Doctors use heparin sodium as a blood thinner, anticoagulant and heart disease medicine as it staves off clotting, said chemist Alireza Abbaspourrad, the Yongkeun Joh Assistant Professor of Food Chemistry and Ingredient Technology.
Scientists have been unable to produce the chemical synthetically.
“The main source of heparin is from the inner intestinal mucosa from cows and pigs. If you don’t capture it all, the rest goes into the waste stream. We are trying to become more efficient trying to capture it,” Abbaspourrad said.
Currently, after a cow or pig is slaughtered for its meat, polymeric resins are used to extract heparin from mucosa, but the resin used in this process is not efficient, collecting only a fraction of the heparin that exists in mucosa.
In this research, the scientists replaced the resin with tiny, porous polystyrene beads coated with chitosan, a heparin-attracting chemical powder derived from the shells of shrimp. This resulted in a much more efficient process.
“We designed the microbeads to attract heparin better,” said Abbaspourrad. “This is a better, more efficient way to capture it. We sought a sustainable way to recover as much as we can, nearly 100 percent of the heparin found in the mucosa of the intestine.”
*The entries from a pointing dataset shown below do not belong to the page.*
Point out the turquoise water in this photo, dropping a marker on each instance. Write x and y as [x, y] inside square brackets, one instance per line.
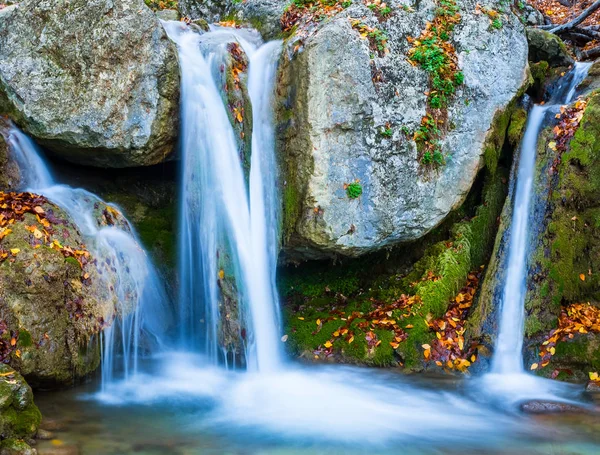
[187, 423]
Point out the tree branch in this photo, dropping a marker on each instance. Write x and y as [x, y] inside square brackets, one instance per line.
[578, 20]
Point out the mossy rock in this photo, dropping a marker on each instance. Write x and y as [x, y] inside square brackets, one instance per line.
[52, 306]
[568, 246]
[314, 296]
[547, 47]
[19, 416]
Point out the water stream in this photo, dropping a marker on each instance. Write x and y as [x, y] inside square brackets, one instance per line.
[508, 358]
[187, 396]
[216, 210]
[141, 302]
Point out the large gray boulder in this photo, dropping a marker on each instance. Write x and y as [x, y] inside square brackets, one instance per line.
[347, 113]
[95, 81]
[55, 296]
[263, 15]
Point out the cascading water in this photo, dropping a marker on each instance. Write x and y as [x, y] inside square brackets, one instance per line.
[141, 302]
[216, 209]
[508, 358]
[229, 225]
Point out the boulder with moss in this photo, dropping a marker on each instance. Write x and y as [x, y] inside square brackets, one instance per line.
[545, 46]
[122, 95]
[19, 416]
[55, 298]
[354, 121]
[565, 261]
[428, 273]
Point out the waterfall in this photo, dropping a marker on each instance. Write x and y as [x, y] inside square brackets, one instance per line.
[508, 357]
[141, 301]
[219, 214]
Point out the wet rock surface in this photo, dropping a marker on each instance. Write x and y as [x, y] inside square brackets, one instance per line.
[108, 105]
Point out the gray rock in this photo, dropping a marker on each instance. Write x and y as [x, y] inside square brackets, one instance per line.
[332, 113]
[168, 15]
[532, 15]
[95, 81]
[263, 15]
[548, 47]
[55, 305]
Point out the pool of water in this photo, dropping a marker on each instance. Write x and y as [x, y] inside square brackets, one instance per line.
[181, 409]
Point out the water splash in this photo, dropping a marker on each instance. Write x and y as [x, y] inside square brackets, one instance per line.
[217, 213]
[141, 304]
[508, 357]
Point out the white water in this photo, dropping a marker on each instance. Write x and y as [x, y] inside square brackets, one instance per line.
[141, 303]
[345, 405]
[217, 211]
[508, 357]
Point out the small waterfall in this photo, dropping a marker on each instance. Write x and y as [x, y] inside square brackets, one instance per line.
[218, 214]
[508, 357]
[141, 301]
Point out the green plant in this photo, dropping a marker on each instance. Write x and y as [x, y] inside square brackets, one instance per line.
[387, 132]
[354, 190]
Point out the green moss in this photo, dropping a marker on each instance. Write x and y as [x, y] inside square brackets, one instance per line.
[25, 339]
[516, 128]
[450, 263]
[315, 292]
[155, 226]
[494, 142]
[570, 243]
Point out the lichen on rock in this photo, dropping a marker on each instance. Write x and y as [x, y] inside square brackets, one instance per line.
[19, 416]
[110, 62]
[332, 110]
[53, 299]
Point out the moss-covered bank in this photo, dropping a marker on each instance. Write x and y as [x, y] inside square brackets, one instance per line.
[19, 416]
[328, 309]
[565, 263]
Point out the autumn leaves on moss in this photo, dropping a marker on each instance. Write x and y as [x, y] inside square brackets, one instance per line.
[434, 52]
[14, 206]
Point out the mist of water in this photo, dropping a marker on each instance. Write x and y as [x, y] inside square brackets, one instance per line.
[508, 357]
[219, 215]
[141, 304]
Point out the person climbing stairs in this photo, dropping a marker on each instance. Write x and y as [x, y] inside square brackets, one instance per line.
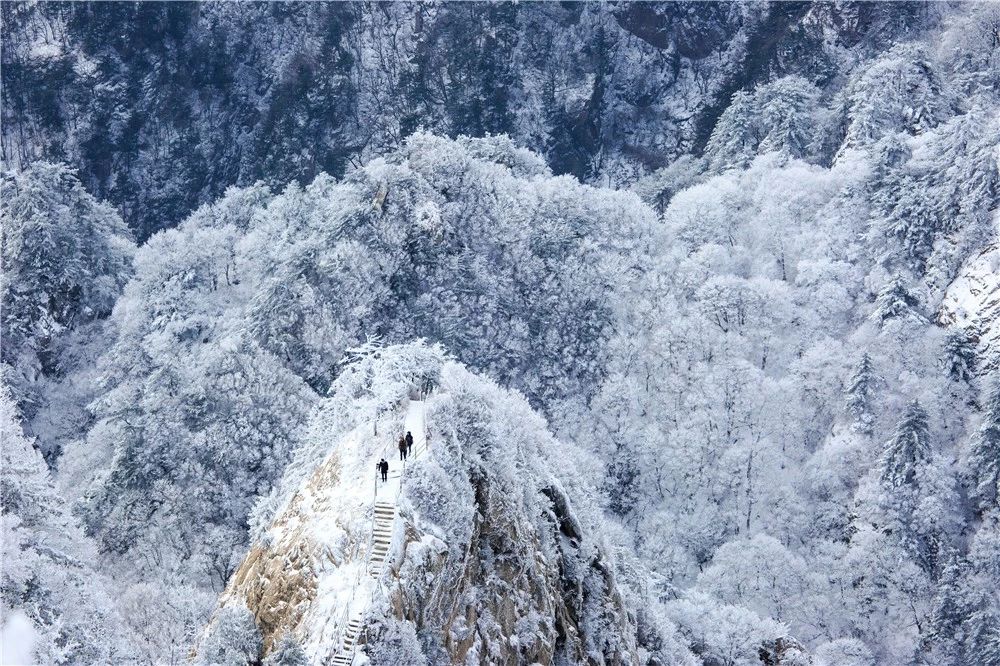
[384, 512]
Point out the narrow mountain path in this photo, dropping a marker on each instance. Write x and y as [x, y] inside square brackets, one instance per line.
[384, 512]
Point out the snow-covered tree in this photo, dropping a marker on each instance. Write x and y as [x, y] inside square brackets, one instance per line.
[908, 449]
[50, 570]
[984, 455]
[233, 639]
[288, 652]
[861, 394]
[65, 259]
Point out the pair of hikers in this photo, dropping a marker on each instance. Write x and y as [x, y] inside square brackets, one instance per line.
[405, 445]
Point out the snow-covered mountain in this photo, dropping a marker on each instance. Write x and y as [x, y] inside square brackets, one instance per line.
[972, 302]
[471, 552]
[693, 308]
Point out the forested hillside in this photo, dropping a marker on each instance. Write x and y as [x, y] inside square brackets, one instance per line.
[716, 284]
[162, 106]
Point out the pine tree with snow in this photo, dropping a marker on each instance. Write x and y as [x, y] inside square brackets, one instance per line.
[734, 140]
[861, 395]
[948, 612]
[984, 456]
[982, 638]
[232, 640]
[49, 570]
[960, 357]
[288, 652]
[909, 448]
[895, 301]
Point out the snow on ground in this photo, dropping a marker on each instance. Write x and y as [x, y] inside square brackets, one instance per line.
[973, 303]
[329, 519]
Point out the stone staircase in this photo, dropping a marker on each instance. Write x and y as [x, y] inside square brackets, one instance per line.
[383, 523]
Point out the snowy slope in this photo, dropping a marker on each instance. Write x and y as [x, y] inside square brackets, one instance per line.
[972, 302]
[471, 553]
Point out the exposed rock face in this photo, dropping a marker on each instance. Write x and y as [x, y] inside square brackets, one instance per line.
[972, 302]
[489, 562]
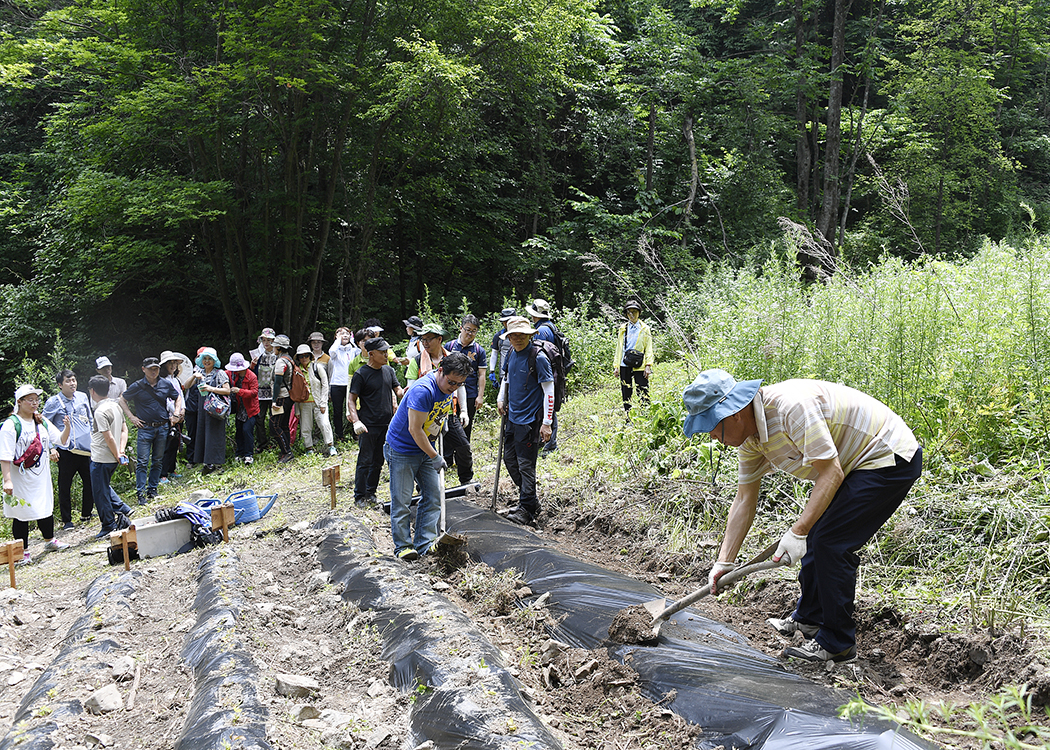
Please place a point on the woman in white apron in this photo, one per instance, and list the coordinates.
(28, 494)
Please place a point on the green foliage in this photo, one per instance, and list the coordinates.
(963, 360)
(1007, 720)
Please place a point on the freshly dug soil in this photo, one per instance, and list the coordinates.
(632, 625)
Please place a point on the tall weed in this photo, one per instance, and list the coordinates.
(959, 350)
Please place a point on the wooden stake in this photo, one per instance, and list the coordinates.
(124, 546)
(330, 477)
(14, 550)
(134, 687)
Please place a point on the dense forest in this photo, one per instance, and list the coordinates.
(174, 172)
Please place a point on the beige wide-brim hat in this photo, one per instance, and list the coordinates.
(518, 325)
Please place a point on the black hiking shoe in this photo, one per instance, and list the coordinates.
(813, 651)
(520, 515)
(789, 626)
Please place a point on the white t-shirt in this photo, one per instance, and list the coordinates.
(34, 495)
(108, 417)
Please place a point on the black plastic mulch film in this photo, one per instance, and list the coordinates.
(464, 696)
(225, 710)
(739, 695)
(83, 650)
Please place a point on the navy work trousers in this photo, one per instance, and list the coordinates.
(827, 578)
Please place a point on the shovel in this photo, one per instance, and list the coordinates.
(453, 540)
(499, 460)
(660, 611)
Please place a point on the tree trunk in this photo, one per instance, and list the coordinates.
(694, 178)
(650, 144)
(858, 146)
(827, 221)
(803, 157)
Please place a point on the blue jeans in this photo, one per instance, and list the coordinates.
(149, 456)
(405, 471)
(107, 502)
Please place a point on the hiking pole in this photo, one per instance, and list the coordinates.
(499, 460)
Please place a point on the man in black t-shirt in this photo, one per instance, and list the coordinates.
(150, 396)
(376, 386)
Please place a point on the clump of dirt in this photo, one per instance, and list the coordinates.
(632, 625)
(594, 699)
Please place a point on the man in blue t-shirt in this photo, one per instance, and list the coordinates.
(540, 312)
(459, 451)
(150, 396)
(499, 348)
(413, 458)
(527, 398)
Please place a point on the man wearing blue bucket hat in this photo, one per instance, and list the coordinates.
(862, 459)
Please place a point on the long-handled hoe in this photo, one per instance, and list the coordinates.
(453, 540)
(628, 631)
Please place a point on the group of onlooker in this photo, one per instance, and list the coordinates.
(181, 402)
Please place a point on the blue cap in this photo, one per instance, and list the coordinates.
(713, 396)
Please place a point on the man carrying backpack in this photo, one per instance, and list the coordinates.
(547, 331)
(527, 399)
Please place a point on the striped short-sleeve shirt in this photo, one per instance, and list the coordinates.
(800, 421)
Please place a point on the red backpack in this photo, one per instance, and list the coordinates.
(29, 459)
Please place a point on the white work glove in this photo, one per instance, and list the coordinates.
(717, 571)
(791, 549)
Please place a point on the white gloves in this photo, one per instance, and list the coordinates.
(717, 571)
(791, 549)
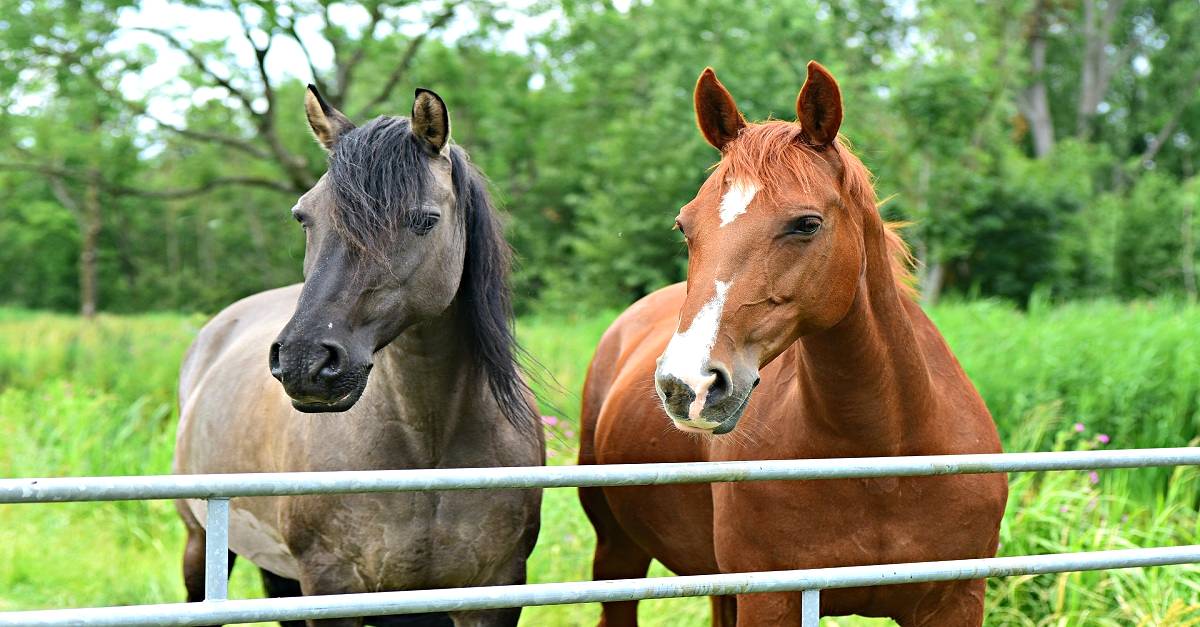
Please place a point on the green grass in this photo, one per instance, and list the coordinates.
(81, 399)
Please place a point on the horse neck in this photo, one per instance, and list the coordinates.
(430, 376)
(864, 382)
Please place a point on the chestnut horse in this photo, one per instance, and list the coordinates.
(796, 287)
(396, 352)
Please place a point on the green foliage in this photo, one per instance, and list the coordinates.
(587, 132)
(97, 398)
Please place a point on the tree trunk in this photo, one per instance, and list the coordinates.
(1036, 103)
(88, 248)
(1096, 67)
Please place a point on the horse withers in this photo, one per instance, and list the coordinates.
(795, 336)
(403, 327)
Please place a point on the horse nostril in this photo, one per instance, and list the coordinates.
(720, 386)
(274, 360)
(335, 359)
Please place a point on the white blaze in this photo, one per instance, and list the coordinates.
(737, 199)
(688, 352)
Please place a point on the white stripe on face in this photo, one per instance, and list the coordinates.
(688, 352)
(737, 199)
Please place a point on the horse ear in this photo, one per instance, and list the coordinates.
(327, 123)
(717, 114)
(819, 107)
(431, 120)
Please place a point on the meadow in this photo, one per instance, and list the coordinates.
(79, 399)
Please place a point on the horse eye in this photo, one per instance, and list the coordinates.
(425, 222)
(805, 226)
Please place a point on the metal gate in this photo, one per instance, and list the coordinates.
(217, 489)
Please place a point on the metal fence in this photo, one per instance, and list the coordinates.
(217, 489)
In addition, many impurities can be found in the mucosa. “There are lots of natural things inside that goop,” said Abbaspourrad. “So we designed the beads to like heparin the most.”
The fabricated microbeads are capable of excellent adsorption (soaking up) of heparin, higher than what is now commercially available, and the beads can be applied to heparin recovery at an industrial scale, said lead author Hamed Eskandarloo, a postdoctoral researcher in Abbaspourrad’s laboratory group.
“We compared the cost of the microbeads and a currently available chemical resin, and we believe the beads represent significantly lower costs,” said Eskandarloo. “Fabricated microbeads are easy to prepare in large quantities, and they can be manufactured inexpensively. This provides an adsorbent (characteristics of a sponge) in the scalable recovery of heparin in porcine intestinal mucosa.”
Other co-authors of “Multi-Porous Quaternized Chitosan/Polystyrene Microbeads for Scalable, Efficient Heparin Recovery” are doctoral candidate Mary Godec; postdoctoral researcher Mohammad Arshadi; and Olga I. Padilla-Zakour, professor and chair of Cornell’s Department of Food Science.
The Abbaspourrad group used the Cornell Center for Materials Research, which is supported through National Science Foundation funding. Other research funding was provided by the Shineway Group.